What Drives Paramedic Job Satisfaction? [2024 EMS Trend Survey]
Editor's Note:In August 2024, EMS1 and Fitch & Associates released their annual EMS trend survey, What Paramedics Want, proudly sponsored by...
5 min read
Team Pulsara : Jul 11, 2024
The mental health of America’s youth is under duress, and it didn’t start with COVID-19. It’s a problem that’s been a much longer time coming.
In 2023, authors led by Mayo Clinic psychiatrist Tanner Bommersbach, M.D., MPH, examined trends in young people’s use of emergency departments. What they discovered was startling: From 2011 to 2020, the weighted number of pediatric ED visits related to mental health rose from 4.8 million to 7.5 million – an average increase of 8% a year. “Significant linearly increasing trends were seen among children, adolescents and young adults,” the investigators found, “with the greatest increase among adolescents and across sex and race and ethnicity.”
By 2020, mental health-related visits accounted for more than 13% of all pediatric ED visits – and then came COVID. Now, several years later, kids are still paying a heavy price.
“It’s not just a local problem. There’s a big boom of pediatric mental health crises nationwide,” said EMS physician Brandon Morshedi, M.D., DPT, FACEP, FAEMS, NREMT-P, FP/CCP-C, assistant medical director for Metropolitan EMS (MEMS) in Little Rock, Arkansas and a faculty physician in the Department of Emergency Medicine at the University of Arkansas for Medical Sciences. “Here in our service area, it was our second most common call type in every month of 2023, right behind ‘sick person.’ The causes are multifactorial, including a lack of adequate and efficient community outpatient mental health facilities and resources, and the emergency department seems to be where a lot of these kids end up.”

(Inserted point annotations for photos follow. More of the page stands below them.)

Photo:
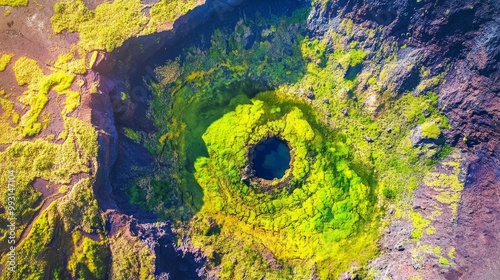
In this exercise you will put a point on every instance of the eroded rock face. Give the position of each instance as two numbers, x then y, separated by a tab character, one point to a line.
465	35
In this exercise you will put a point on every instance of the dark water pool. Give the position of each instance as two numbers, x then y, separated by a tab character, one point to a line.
271	159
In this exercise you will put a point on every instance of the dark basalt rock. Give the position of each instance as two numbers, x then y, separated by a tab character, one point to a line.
464	34
250	176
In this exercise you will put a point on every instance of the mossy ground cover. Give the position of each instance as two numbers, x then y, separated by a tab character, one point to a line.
14	3
328	208
327	99
111	23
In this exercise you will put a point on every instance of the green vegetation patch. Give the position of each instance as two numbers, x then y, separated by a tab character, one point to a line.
14	3
430	130
111	23
4	61
352	149
329	206
104	28
27	71
166	11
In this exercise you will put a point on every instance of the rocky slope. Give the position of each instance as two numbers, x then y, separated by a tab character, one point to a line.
458	200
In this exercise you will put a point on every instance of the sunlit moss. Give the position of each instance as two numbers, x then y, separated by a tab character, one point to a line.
90	258
4	61
104	28
430	130
124	264
166	11
329	202
74	61
14	3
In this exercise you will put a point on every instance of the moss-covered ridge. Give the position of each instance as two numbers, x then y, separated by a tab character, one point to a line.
329	210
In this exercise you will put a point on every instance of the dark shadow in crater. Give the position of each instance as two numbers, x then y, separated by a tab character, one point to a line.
271	159
129	69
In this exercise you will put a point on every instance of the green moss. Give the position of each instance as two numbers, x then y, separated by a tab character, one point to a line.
329	204
444	261
419	224
141	264
451	253
73	62
104	28
430	130
14	3
89	259
337	176
132	134
166	11
446	183
27	71
4	61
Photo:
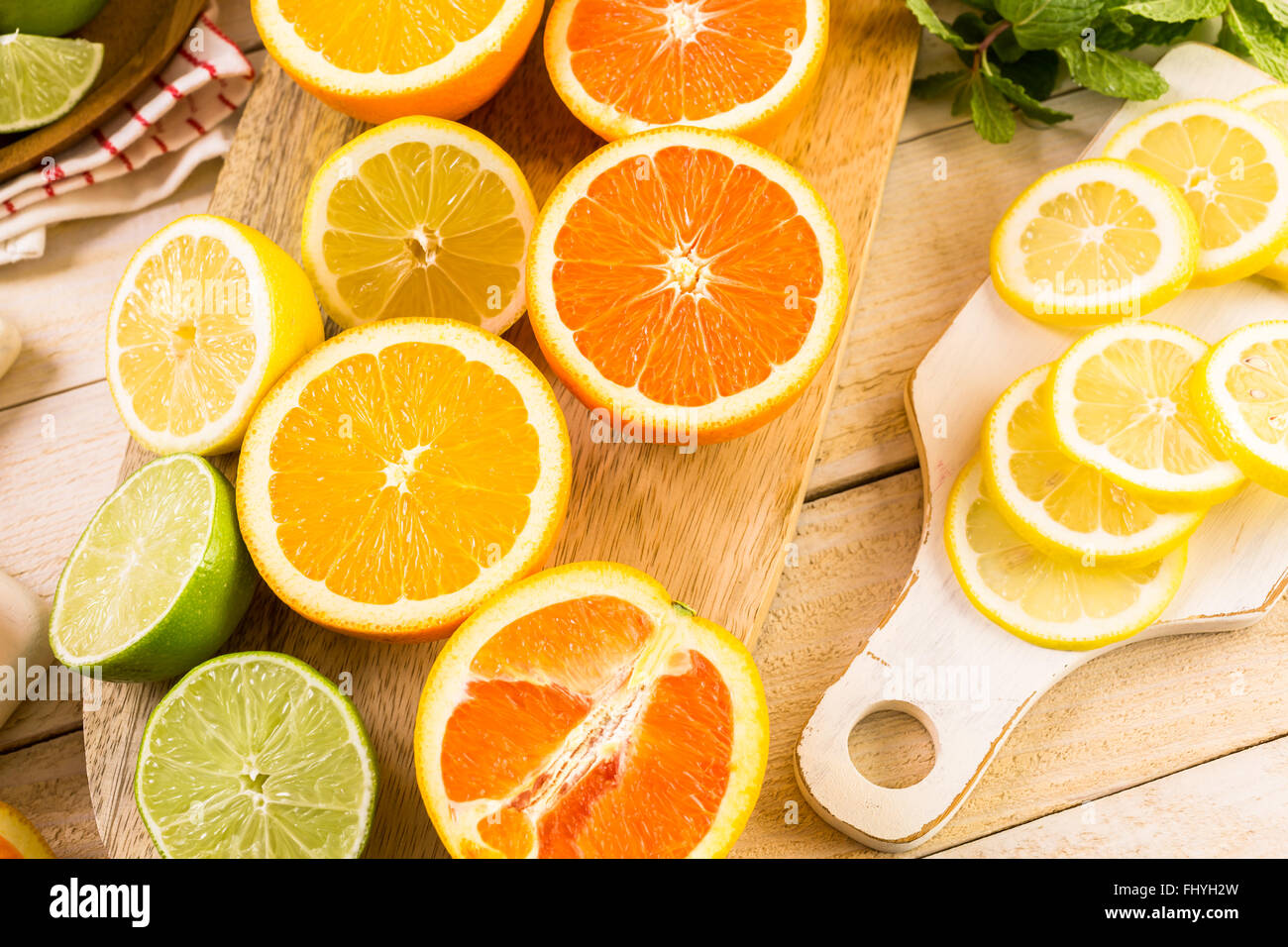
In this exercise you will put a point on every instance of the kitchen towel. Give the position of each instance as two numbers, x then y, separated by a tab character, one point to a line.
142	153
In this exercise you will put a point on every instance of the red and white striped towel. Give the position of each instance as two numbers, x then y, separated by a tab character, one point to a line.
202	85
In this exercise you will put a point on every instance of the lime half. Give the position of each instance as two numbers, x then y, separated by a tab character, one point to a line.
159	579
42	78
257	755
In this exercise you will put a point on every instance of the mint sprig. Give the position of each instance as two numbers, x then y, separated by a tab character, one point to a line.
1012	51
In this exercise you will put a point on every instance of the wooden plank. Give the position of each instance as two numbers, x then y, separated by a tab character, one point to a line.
48	785
1128	716
725	566
1234	806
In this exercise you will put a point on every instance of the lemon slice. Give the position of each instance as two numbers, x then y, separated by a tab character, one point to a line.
1233	169
420	217
1271	105
206	318
1093	243
1240	389
1122	405
1060	505
1046	599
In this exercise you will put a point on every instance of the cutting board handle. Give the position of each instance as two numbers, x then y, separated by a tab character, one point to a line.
943	667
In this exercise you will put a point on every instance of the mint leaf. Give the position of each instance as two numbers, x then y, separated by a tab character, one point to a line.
1176	11
938	84
930	20
1014	91
1112	73
1047	24
991	111
1261	35
1035	71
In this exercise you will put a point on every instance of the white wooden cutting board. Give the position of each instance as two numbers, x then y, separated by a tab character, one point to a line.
1237	560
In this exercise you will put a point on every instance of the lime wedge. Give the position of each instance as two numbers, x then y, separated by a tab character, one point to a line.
159	579
257	755
42	78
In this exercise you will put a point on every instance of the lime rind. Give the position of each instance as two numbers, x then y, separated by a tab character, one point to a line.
279	767
159	579
43	78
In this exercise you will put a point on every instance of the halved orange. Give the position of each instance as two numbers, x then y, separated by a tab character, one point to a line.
376	59
684	278
584	714
402	474
743	65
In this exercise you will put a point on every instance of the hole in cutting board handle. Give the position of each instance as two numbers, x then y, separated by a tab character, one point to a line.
893	745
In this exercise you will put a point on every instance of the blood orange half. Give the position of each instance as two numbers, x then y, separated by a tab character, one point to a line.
583	714
686	278
743	65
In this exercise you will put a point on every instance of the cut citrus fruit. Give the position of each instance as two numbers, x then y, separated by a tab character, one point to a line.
583	714
1043	599
1271	105
160	578
1121	399
1094	241
402	474
377	60
1240	389
687	279
18	838
205	320
420	217
42	78
742	65
1233	169
1061	506
257	755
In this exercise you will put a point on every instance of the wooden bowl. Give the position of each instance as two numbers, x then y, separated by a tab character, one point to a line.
138	38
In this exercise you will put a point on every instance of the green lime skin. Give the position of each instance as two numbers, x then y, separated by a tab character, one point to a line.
48	17
204	615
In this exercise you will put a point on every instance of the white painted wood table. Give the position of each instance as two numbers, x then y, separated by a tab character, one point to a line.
1175	746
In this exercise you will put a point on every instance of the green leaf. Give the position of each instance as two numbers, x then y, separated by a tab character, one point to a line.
991	111
1175	11
938	84
1035	71
1014	91
930	20
1047	24
1112	73
1261	35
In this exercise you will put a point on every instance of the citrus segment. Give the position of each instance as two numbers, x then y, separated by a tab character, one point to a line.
377	59
257	755
1271	105
1241	392
745	65
160	578
1122	405
1043	599
1094	241
581	715
420	217
684	277
1057	504
399	474
1233	169
206	317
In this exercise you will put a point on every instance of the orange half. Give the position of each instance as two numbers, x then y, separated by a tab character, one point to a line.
743	65
684	278
382	59
583	714
402	474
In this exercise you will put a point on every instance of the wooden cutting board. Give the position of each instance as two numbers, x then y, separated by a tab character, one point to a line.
711	526
934	656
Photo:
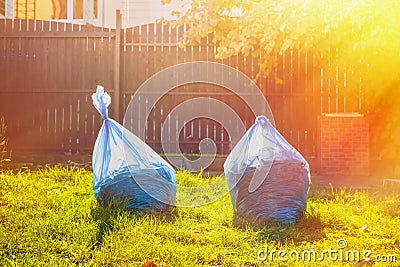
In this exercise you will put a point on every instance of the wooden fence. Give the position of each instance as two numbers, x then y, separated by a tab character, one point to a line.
48	71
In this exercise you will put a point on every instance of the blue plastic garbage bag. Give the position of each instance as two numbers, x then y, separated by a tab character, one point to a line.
126	171
268	178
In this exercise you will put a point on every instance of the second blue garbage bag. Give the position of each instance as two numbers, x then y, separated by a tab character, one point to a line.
268	178
125	169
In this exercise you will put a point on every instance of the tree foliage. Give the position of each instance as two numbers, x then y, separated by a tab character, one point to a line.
360	35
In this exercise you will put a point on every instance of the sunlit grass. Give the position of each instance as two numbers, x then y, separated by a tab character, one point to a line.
49	217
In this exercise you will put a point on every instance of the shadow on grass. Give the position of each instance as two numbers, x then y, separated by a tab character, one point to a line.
112	217
308	228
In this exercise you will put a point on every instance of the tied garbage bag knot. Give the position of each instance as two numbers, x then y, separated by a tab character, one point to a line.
101	101
126	171
262	120
267	177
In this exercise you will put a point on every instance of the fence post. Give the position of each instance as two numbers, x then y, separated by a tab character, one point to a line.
117	52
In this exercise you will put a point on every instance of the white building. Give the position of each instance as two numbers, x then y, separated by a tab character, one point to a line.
98	12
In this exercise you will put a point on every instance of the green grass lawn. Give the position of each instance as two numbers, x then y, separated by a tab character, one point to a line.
49	217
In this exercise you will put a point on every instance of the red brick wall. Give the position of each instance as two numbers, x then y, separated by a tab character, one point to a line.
343	147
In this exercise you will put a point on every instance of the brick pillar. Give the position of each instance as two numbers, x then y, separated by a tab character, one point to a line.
343	144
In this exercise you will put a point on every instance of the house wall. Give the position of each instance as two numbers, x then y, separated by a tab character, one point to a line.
137	12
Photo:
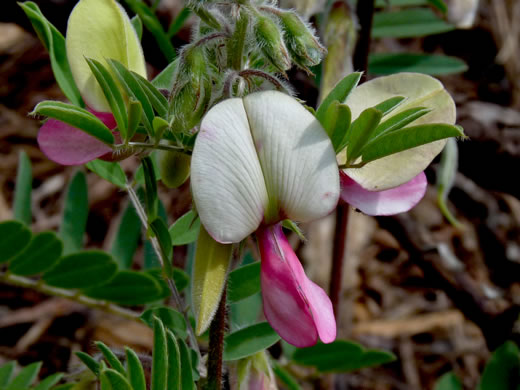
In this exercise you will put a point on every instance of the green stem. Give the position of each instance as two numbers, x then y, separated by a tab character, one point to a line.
72	295
216	346
163	260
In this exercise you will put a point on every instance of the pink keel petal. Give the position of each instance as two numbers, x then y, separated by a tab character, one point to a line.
67	145
296	308
394	201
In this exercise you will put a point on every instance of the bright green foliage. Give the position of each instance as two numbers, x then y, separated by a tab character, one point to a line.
212	261
185	230
23	190
77	117
172	319
341	356
154	26
6	372
248	341
55	45
135	372
448	381
435	65
82	270
25	377
159	362
502	372
112	94
14	237
75	214
42	253
89	361
285	377
133	89
128	288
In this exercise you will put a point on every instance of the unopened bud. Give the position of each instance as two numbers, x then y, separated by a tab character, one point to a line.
304	47
269	39
174	168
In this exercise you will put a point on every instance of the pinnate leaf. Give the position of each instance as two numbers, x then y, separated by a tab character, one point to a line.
248	341
14	237
43	252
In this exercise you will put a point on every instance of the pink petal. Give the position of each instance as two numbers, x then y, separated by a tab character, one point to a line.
394	201
298	309
67	145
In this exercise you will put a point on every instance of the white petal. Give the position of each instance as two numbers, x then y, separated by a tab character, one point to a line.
420	90
100	29
226	177
296	155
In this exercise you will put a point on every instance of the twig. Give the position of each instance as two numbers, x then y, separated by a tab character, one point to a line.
365	11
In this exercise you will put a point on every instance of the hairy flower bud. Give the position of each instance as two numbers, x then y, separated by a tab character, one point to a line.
302	43
269	38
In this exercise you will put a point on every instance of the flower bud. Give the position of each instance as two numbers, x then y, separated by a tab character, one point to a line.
174	168
302	43
269	39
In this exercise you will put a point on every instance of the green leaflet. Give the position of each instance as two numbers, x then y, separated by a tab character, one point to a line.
435	65
23	190
54	42
75	214
408	23
407	138
42	253
81	270
339	93
212	261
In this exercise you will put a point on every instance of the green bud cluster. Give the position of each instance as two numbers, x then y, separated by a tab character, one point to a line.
237	46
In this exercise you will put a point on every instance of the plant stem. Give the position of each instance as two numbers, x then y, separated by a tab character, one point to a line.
216	346
365	13
72	295
160	255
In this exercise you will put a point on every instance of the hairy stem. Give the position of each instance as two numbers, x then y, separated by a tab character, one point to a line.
72	295
365	12
216	346
160	255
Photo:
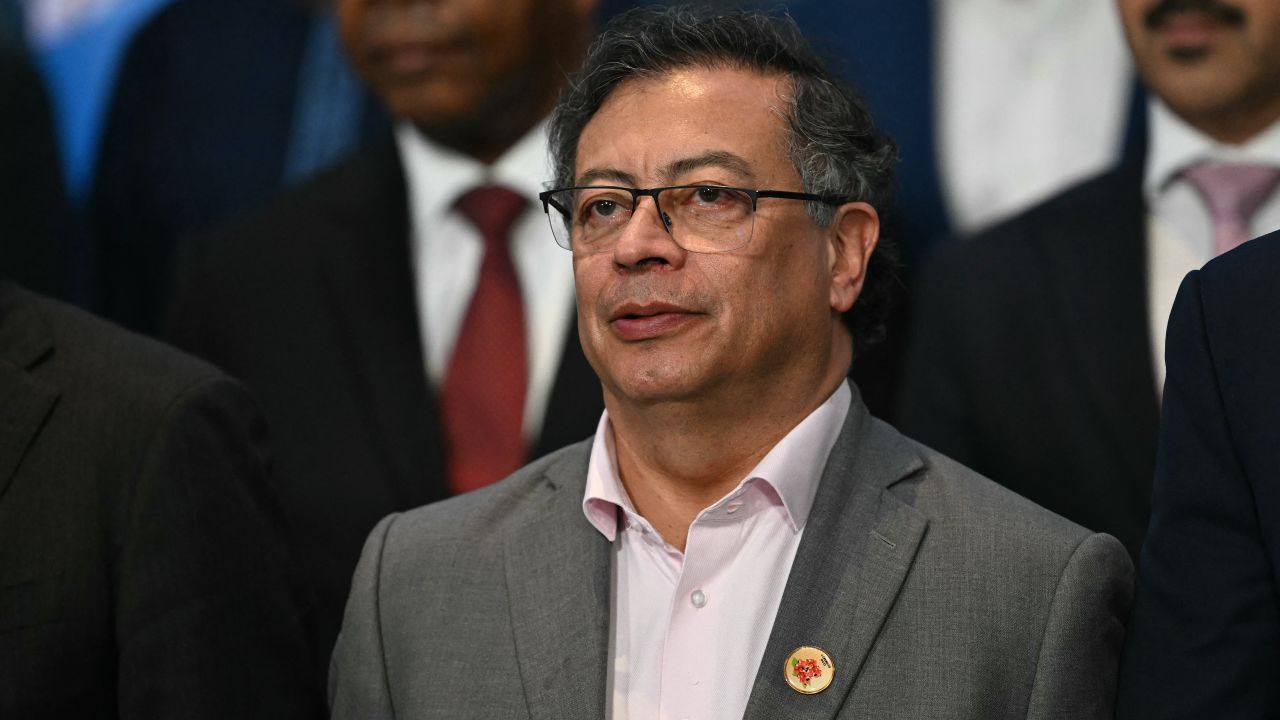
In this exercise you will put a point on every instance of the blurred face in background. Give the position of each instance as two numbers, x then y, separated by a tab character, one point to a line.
1215	63
472	74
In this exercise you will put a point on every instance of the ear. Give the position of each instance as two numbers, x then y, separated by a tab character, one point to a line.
854	235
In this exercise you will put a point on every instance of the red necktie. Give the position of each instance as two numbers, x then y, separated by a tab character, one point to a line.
483	399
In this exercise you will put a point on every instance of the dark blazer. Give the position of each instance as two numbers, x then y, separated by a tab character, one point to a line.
312	306
1031	356
33	209
1206	633
142	563
936	593
196	133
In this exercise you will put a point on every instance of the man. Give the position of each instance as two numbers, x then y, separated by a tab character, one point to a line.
396	358
1206	633
142	563
1036	350
218	106
32	200
720	194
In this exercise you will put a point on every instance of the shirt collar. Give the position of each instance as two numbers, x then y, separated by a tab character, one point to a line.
438	176
791	470
1175	145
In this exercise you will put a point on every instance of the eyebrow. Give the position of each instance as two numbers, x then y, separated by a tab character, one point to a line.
712	159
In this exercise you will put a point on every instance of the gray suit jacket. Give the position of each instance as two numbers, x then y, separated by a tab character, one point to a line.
936	592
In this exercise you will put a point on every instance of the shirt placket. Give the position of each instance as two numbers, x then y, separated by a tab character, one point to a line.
695	629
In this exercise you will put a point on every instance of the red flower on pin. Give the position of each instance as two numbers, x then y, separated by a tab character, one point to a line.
807	670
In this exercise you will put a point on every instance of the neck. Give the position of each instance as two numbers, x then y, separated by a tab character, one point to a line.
676	459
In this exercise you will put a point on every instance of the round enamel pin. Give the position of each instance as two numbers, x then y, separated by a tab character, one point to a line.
809	670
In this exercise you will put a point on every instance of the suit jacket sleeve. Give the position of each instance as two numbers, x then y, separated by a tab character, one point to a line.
209	621
1206	633
357	677
1079	657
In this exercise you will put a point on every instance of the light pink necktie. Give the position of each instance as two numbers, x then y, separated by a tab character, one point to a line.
1233	194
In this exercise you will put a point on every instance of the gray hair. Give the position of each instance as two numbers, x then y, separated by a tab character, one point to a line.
833	142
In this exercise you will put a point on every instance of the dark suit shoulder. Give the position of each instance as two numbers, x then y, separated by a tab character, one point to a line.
1014	246
1249	268
342	201
85	352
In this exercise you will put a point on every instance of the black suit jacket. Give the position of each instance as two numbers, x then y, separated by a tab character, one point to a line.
142	563
1031	356
197	132
1205	639
33	208
312	305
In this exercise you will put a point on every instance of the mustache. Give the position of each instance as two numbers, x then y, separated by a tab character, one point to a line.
1216	9
647	290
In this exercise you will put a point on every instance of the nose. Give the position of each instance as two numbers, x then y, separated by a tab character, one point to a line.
644	241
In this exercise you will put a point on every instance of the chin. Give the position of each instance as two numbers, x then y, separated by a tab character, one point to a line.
654	383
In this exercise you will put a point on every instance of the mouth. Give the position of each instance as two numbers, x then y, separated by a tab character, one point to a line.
1192	23
636	322
412	58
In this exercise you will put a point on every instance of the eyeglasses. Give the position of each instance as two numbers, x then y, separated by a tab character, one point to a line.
700	218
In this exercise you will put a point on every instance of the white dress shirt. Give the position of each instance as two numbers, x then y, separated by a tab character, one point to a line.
689	629
1180	228
1032	96
446	250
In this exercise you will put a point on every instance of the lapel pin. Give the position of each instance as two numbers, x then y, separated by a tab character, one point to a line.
809	670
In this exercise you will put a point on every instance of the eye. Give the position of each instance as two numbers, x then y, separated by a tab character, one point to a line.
711	195
602	208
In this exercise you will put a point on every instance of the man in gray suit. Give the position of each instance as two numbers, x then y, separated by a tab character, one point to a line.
740	538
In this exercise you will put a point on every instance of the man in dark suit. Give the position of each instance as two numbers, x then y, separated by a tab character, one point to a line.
1206	628
142	564
344	306
218	106
32	199
1036	347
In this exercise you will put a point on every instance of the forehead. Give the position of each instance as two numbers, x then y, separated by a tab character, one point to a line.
648	126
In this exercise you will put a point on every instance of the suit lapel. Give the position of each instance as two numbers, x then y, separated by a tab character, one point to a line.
560	588
369	285
1098	278
24	401
851	563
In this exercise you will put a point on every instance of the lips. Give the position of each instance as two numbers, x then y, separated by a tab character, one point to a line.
407	58
1191	27
636	322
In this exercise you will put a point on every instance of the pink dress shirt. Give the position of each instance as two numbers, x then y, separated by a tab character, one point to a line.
689	629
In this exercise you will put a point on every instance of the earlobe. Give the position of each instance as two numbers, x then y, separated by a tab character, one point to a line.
854	235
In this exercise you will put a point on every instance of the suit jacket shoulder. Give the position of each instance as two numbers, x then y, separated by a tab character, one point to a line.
937	592
1205	627
142	568
1029	356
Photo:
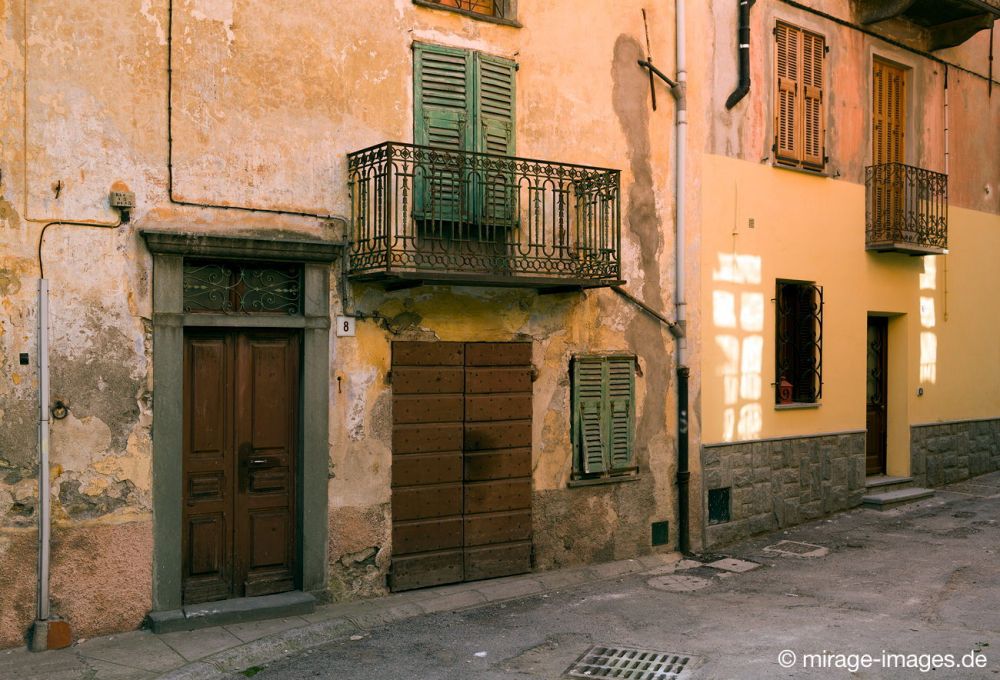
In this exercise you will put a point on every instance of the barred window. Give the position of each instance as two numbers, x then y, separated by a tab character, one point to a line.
799	343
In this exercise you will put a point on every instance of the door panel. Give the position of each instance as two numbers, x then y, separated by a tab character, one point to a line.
267	426
461	477
498	459
876	393
428	381
240	434
207	469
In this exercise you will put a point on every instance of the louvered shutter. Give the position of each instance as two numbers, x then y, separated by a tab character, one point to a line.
878	114
443	93
895	114
813	53
621	390
588	395
787	126
495	100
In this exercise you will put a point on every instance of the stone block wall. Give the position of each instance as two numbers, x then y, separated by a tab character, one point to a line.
950	452
777	483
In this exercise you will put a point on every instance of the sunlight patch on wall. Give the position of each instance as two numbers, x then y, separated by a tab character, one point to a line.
928	357
741	365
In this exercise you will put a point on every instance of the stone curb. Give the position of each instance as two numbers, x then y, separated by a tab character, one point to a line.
336	622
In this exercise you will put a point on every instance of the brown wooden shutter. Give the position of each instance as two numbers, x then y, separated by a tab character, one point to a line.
878	114
888	113
787	128
813	53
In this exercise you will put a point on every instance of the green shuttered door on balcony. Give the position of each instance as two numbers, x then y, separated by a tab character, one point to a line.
604	411
464	102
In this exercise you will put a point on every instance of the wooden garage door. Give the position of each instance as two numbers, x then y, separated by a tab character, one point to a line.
461	464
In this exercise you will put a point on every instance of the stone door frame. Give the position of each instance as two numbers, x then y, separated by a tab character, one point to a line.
169	320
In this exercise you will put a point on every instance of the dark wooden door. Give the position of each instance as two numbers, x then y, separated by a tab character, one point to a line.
876	393
461	472
240	435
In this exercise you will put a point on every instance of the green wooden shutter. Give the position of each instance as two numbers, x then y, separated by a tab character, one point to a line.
495	99
588	396
620	410
443	83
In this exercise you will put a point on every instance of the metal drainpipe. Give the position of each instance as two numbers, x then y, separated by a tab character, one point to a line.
683	475
44	500
743	42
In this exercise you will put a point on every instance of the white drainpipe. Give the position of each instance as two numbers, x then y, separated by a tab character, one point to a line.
44	499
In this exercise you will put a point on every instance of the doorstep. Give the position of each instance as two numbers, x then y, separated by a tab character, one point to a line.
237	610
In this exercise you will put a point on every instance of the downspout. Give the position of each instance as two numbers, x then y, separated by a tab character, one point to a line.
679	328
680	94
743	41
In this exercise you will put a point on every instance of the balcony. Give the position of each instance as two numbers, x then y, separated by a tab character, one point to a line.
906	210
424	215
944	23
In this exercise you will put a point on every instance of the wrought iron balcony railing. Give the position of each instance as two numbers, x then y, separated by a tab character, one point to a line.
428	215
906	209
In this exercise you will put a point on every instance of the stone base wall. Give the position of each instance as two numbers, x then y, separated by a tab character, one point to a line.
777	483
950	452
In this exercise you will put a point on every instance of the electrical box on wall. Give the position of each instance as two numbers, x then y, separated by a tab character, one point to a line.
122	199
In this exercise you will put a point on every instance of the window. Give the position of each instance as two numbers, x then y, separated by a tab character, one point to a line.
464	102
500	11
603	416
798	97
799	346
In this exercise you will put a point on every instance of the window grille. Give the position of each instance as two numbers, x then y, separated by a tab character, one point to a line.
799	346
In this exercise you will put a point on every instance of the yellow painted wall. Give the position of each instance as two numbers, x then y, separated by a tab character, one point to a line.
943	334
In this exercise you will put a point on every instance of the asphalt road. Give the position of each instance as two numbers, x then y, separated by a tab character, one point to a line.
915	582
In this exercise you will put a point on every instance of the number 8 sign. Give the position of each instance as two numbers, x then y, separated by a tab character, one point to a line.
345	326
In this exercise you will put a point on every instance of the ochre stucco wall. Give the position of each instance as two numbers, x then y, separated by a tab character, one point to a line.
817	234
267	100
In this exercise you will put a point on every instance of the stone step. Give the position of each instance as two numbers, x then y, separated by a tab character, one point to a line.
882	483
897	497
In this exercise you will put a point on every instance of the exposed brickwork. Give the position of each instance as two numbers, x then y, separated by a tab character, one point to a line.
782	482
950	452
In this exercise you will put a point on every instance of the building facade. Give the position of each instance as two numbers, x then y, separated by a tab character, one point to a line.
848	215
383	296
492	405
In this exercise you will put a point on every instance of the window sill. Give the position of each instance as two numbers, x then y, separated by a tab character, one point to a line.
794	168
633	477
472	15
796	406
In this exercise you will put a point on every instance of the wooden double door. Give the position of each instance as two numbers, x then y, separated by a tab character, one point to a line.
461	462
876	396
241	406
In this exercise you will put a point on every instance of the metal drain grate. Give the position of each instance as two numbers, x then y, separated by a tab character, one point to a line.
798	549
626	663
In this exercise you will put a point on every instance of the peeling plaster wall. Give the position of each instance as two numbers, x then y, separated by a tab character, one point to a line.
267	100
747	131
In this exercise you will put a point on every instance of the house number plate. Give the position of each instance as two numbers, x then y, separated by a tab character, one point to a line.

In the Little Rock area, where MEMS transports around 77,000 patients a year, that soaring pediatric mental health call volume started contributing to crunches in the emergency department: All the service’s mental and behavioral health patients under 18 had to be taken to a single facility, Arkansas Children’s Hospital (ACH), to be checked out and medically cleared before being transferred to a behavioral health center. “MEMS was transporting about two behavioral patients a day, and they were seeing a lot of additional behavior patients arriving by private vehicle and other EMS providers,” recalled MEMS Clinical Manager Mack Hutchison. Medics ended up delayed, and distressed kids endured long waits.
The situation wasn’t working well for anyone – but MEMS already had a solution in hand.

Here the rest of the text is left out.